Mentoring is in the 'I' of the beholder: supporting mentors in reflecting on their actual and preferred way of mentoring

Document Type

Journal Article

Publication Date

8-23-2022

Journal

BMC medical education

Volume

22

Issue

1

DOI

10.1186/s12909-022-03690-3

Keywords

Critical reflection; Faculty development; Mentoring; Personal interpretative framework

Abstract

BACKGROUND: An important strategy to support the professional development of mentors in health professions education is to encourage critical reflection on what they do, why they do it, and how they do it.
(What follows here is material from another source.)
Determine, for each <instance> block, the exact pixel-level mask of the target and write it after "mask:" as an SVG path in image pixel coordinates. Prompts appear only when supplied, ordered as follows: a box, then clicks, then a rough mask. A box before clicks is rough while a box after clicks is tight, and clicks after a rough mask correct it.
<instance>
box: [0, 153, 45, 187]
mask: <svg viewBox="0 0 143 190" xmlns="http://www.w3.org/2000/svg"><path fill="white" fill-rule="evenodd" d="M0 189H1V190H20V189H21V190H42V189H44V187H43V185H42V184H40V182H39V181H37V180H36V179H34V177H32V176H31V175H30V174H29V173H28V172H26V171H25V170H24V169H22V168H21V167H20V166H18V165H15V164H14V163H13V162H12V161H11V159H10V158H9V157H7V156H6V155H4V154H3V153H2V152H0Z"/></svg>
Not only the 'how' of mentoring should be covered, but also the implicit knowledge and beliefs fundamental to the mentoring practice (a mentor's personal interpretative framework). This study analyzed the extent to which mentors perceive a difference between how they actually mentor and how they prefer to mentor. METHODS: The MERIT (MEntor Reflection InstrumenT) survey (distributed in 2020, N = 228), was used to ask mentors about the how, what, and why of their mentoring in two response modes: (1) regarding their actual mentoring practice and (2) regarding their preferred mentoring practice. With an analysis of covariance, it was explored whether potential discrepancies between these responses were influenced by experience, profession of the mentor, and curriculum-bound assessment requirements. RESULTS: The averaged total MERIT score and averaged scores for the subscales 'Supporting Personal Development' and 'Monitoring Performance' were significantly higher for preferred than for actual mentoring. In addition, mentors' experience interacted significantly with these scores, such that the difference between actual and preferred scores became smaller with more years of experience. CONCLUSIONS: Mentors can reflect on their actual and preferred approach to mentoring. This analysis and the potential discrepancy between actual and preferred mentoring can serve as input for individual professional development trajectories.